Gardiner, MT (August 3, 2023) – The Custer Gallatin National Forest today released the Final Decision for the Buffalo Creek Yellowstone Cutthroat Trout Conservation Project. This effort is a partnership between Montana Fish, Wildlife and Parks, Yellowstone National Park, and the Custer Gallatin National Forest. Project activities will take place within 46 stream miles and 11 surface acres of a lake in the Absaroka-Beartooth (AB)Wilderness and includes removing nonnative rainbow trout in Buffalo Creek drainage to preserve native Yellowstone cutthroat trout.
The decision allows the application of rotenone, an EPA-approved chemical piscicide used commonly in fisheries management, in the Buffalo Creek drainage in the AB Wilderness. It also authorizes the limited use of motorized and mechanized tools in the Wilderness to implement project activities.
Rainbow trout in Buffalo Creek are the primary source of hybridization with Yellowstone cutthroat trout in the entire Lamar River Drainage in Yellowstone National Park. “This project is crucial for the long-term viability of native fisheries,” said Mike Thom, Gardiner District Ranger for the Custer Gallatin National Forest. Removing nonnative rainbow trout benefits not only Yellowstone cutthroat trout but also the watershed’s native invertebrates and amphibians that coevolved with Yellowstone cutthroat trout.
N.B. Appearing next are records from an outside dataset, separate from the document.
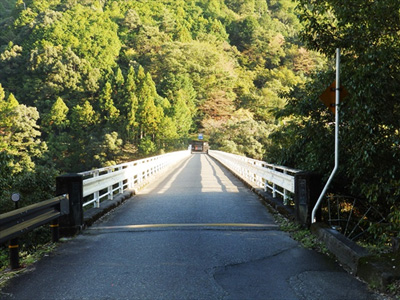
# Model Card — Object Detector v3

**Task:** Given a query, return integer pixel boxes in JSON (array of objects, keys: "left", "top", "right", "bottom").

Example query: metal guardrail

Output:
[
  {"left": 208, "top": 150, "right": 300, "bottom": 205},
  {"left": 79, "top": 148, "right": 190, "bottom": 207},
  {"left": 0, "top": 196, "right": 69, "bottom": 244}
]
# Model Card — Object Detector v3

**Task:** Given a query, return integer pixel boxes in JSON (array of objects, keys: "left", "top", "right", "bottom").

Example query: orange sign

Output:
[{"left": 319, "top": 80, "right": 348, "bottom": 114}]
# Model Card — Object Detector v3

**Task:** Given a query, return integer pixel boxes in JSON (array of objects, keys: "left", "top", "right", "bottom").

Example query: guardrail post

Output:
[
  {"left": 56, "top": 174, "right": 83, "bottom": 235},
  {"left": 50, "top": 218, "right": 60, "bottom": 243},
  {"left": 294, "top": 172, "right": 321, "bottom": 227}
]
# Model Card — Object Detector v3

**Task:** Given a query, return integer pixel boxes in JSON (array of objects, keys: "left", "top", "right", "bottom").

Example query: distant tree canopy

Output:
[
  {"left": 0, "top": 0, "right": 322, "bottom": 171},
  {"left": 0, "top": 0, "right": 400, "bottom": 244}
]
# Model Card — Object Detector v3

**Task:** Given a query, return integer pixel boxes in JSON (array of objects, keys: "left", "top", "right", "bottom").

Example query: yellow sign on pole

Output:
[{"left": 319, "top": 80, "right": 348, "bottom": 114}]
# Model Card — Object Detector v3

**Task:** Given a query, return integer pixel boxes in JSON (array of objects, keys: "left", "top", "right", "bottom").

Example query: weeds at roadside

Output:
[
  {"left": 0, "top": 243, "right": 57, "bottom": 289},
  {"left": 273, "top": 213, "right": 329, "bottom": 255}
]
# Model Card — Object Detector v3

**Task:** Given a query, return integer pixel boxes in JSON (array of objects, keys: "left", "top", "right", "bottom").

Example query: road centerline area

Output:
[{"left": 87, "top": 223, "right": 279, "bottom": 233}]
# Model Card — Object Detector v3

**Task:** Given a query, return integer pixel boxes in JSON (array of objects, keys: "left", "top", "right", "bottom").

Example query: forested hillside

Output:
[
  {"left": 0, "top": 0, "right": 319, "bottom": 175},
  {"left": 0, "top": 0, "right": 400, "bottom": 248},
  {"left": 0, "top": 0, "right": 322, "bottom": 212}
]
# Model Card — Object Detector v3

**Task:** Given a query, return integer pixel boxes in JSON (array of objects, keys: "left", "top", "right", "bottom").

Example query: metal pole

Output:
[{"left": 311, "top": 48, "right": 340, "bottom": 223}]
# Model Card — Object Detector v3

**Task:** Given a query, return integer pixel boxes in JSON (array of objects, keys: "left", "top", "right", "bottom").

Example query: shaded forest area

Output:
[
  {"left": 0, "top": 0, "right": 323, "bottom": 210},
  {"left": 0, "top": 0, "right": 400, "bottom": 247}
]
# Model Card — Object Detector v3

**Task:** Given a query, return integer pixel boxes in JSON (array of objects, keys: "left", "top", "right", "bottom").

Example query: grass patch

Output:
[
  {"left": 0, "top": 243, "right": 57, "bottom": 289},
  {"left": 273, "top": 213, "right": 329, "bottom": 255}
]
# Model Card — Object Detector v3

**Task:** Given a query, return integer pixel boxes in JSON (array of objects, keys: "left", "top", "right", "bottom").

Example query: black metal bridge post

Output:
[
  {"left": 8, "top": 238, "right": 20, "bottom": 270},
  {"left": 56, "top": 173, "right": 83, "bottom": 236},
  {"left": 294, "top": 172, "right": 322, "bottom": 227}
]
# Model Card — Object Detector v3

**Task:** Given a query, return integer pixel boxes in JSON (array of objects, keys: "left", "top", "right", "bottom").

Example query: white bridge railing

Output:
[
  {"left": 79, "top": 149, "right": 190, "bottom": 207},
  {"left": 208, "top": 150, "right": 299, "bottom": 205}
]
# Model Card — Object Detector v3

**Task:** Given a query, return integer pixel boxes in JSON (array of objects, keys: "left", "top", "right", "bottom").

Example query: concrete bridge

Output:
[{"left": 0, "top": 154, "right": 377, "bottom": 300}]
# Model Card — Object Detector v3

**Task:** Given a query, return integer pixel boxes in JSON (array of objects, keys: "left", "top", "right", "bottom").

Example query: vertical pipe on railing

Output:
[
  {"left": 283, "top": 170, "right": 288, "bottom": 205},
  {"left": 311, "top": 48, "right": 340, "bottom": 223},
  {"left": 107, "top": 169, "right": 114, "bottom": 200}
]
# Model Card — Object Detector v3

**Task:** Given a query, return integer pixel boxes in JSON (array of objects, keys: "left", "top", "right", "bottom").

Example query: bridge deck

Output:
[{"left": 0, "top": 154, "right": 373, "bottom": 299}]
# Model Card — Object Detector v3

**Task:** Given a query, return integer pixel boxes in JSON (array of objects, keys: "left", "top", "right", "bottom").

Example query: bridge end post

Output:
[
  {"left": 56, "top": 173, "right": 83, "bottom": 236},
  {"left": 294, "top": 172, "right": 322, "bottom": 227}
]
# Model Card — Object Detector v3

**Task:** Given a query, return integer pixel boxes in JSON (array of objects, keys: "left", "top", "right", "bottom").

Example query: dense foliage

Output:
[
  {"left": 0, "top": 0, "right": 400, "bottom": 246},
  {"left": 0, "top": 0, "right": 321, "bottom": 211},
  {"left": 270, "top": 0, "right": 400, "bottom": 240}
]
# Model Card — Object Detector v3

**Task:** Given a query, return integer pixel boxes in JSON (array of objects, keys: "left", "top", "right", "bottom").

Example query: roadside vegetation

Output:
[{"left": 0, "top": 0, "right": 400, "bottom": 276}]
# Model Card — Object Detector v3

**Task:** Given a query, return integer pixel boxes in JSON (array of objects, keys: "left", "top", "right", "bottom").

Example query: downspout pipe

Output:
[{"left": 311, "top": 48, "right": 340, "bottom": 223}]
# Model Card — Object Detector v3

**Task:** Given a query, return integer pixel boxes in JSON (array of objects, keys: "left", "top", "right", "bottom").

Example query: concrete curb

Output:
[
  {"left": 310, "top": 223, "right": 369, "bottom": 274},
  {"left": 83, "top": 190, "right": 135, "bottom": 228}
]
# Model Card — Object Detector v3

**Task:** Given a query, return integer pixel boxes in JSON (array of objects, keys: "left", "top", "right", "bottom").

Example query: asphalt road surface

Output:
[{"left": 0, "top": 154, "right": 382, "bottom": 300}]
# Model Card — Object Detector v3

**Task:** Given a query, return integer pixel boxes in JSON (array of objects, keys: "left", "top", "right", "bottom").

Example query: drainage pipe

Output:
[{"left": 311, "top": 48, "right": 340, "bottom": 223}]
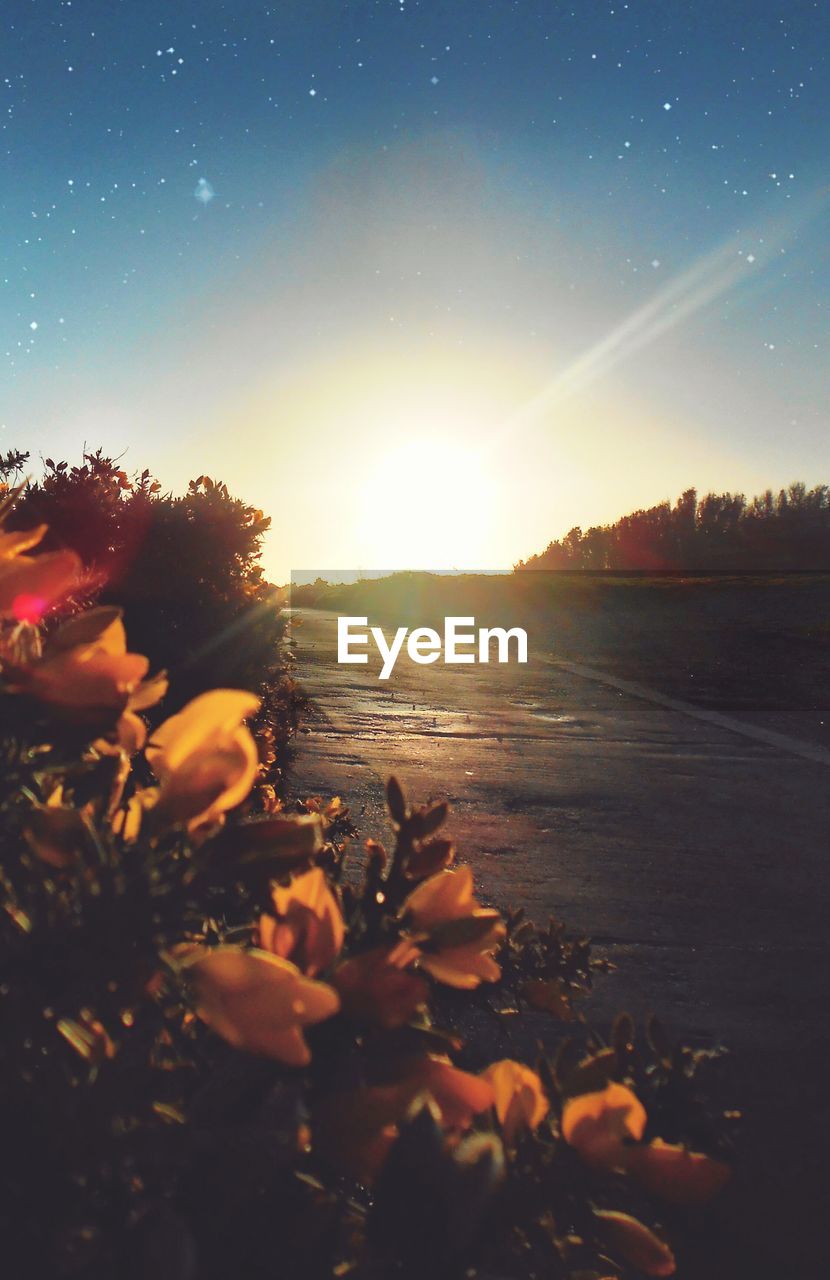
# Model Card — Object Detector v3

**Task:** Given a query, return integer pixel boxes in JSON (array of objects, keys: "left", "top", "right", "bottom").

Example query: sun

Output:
[{"left": 359, "top": 431, "right": 501, "bottom": 570}]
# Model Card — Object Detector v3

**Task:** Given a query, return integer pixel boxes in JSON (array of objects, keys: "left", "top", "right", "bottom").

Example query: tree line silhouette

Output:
[{"left": 515, "top": 483, "right": 830, "bottom": 571}]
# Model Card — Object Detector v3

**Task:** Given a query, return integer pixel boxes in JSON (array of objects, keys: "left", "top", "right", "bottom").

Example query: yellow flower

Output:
[
  {"left": 182, "top": 946, "right": 339, "bottom": 1066},
  {"left": 594, "top": 1208, "right": 676, "bottom": 1276},
  {"left": 146, "top": 689, "right": 259, "bottom": 827},
  {"left": 625, "top": 1138, "right": 730, "bottom": 1204},
  {"left": 562, "top": 1083, "right": 647, "bottom": 1169},
  {"left": 403, "top": 867, "right": 479, "bottom": 929},
  {"left": 332, "top": 943, "right": 429, "bottom": 1029},
  {"left": 259, "top": 867, "right": 346, "bottom": 977},
  {"left": 313, "top": 1056, "right": 493, "bottom": 1181},
  {"left": 402, "top": 867, "right": 506, "bottom": 991},
  {"left": 482, "top": 1057, "right": 549, "bottom": 1146},
  {"left": 0, "top": 525, "right": 83, "bottom": 623},
  {"left": 15, "top": 608, "right": 167, "bottom": 727}
]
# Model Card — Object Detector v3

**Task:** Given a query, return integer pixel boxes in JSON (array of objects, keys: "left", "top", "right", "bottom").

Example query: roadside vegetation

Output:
[
  {"left": 516, "top": 481, "right": 830, "bottom": 572},
  {"left": 0, "top": 465, "right": 735, "bottom": 1280}
]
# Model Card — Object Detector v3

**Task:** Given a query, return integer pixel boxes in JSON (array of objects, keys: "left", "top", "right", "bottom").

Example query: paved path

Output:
[{"left": 295, "top": 612, "right": 830, "bottom": 1280}]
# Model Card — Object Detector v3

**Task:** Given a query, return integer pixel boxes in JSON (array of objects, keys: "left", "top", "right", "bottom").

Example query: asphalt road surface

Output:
[{"left": 292, "top": 611, "right": 830, "bottom": 1280}]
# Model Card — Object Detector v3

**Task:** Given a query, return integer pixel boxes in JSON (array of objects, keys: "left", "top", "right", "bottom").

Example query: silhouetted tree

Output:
[{"left": 516, "top": 481, "right": 830, "bottom": 571}]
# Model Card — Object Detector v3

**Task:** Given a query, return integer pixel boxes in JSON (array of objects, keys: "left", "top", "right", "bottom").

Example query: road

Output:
[{"left": 293, "top": 611, "right": 830, "bottom": 1280}]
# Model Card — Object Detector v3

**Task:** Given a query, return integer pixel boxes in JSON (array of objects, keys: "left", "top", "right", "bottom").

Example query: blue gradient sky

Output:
[{"left": 0, "top": 0, "right": 830, "bottom": 577}]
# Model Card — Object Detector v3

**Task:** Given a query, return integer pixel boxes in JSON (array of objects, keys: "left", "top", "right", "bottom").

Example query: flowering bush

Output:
[{"left": 0, "top": 504, "right": 728, "bottom": 1280}]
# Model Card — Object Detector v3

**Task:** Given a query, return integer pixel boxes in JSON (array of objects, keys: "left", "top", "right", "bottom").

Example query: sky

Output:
[{"left": 0, "top": 0, "right": 830, "bottom": 581}]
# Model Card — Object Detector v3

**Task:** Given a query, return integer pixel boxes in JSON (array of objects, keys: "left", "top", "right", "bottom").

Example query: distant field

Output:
[{"left": 292, "top": 572, "right": 830, "bottom": 745}]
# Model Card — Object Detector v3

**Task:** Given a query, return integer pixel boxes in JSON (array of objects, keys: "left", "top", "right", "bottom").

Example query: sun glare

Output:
[{"left": 360, "top": 433, "right": 501, "bottom": 570}]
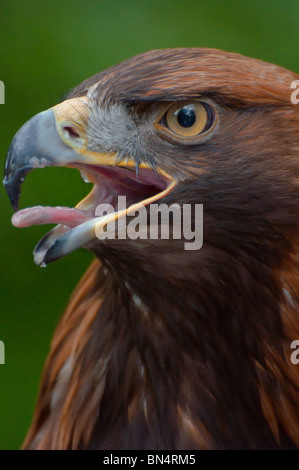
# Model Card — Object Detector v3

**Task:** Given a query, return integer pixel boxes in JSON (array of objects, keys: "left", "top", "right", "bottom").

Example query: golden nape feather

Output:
[{"left": 4, "top": 48, "right": 299, "bottom": 450}]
Restoring Yellowstone cutthroat trout will restore the ecological conditions that were present before the stocking of rainbow trout in the early 1900s.
Stream flow measurements and environmental condition assessments to gather further information may occur in the late summer or early fall 2023. Full-scale project implementation with our partners would not occur until 2024.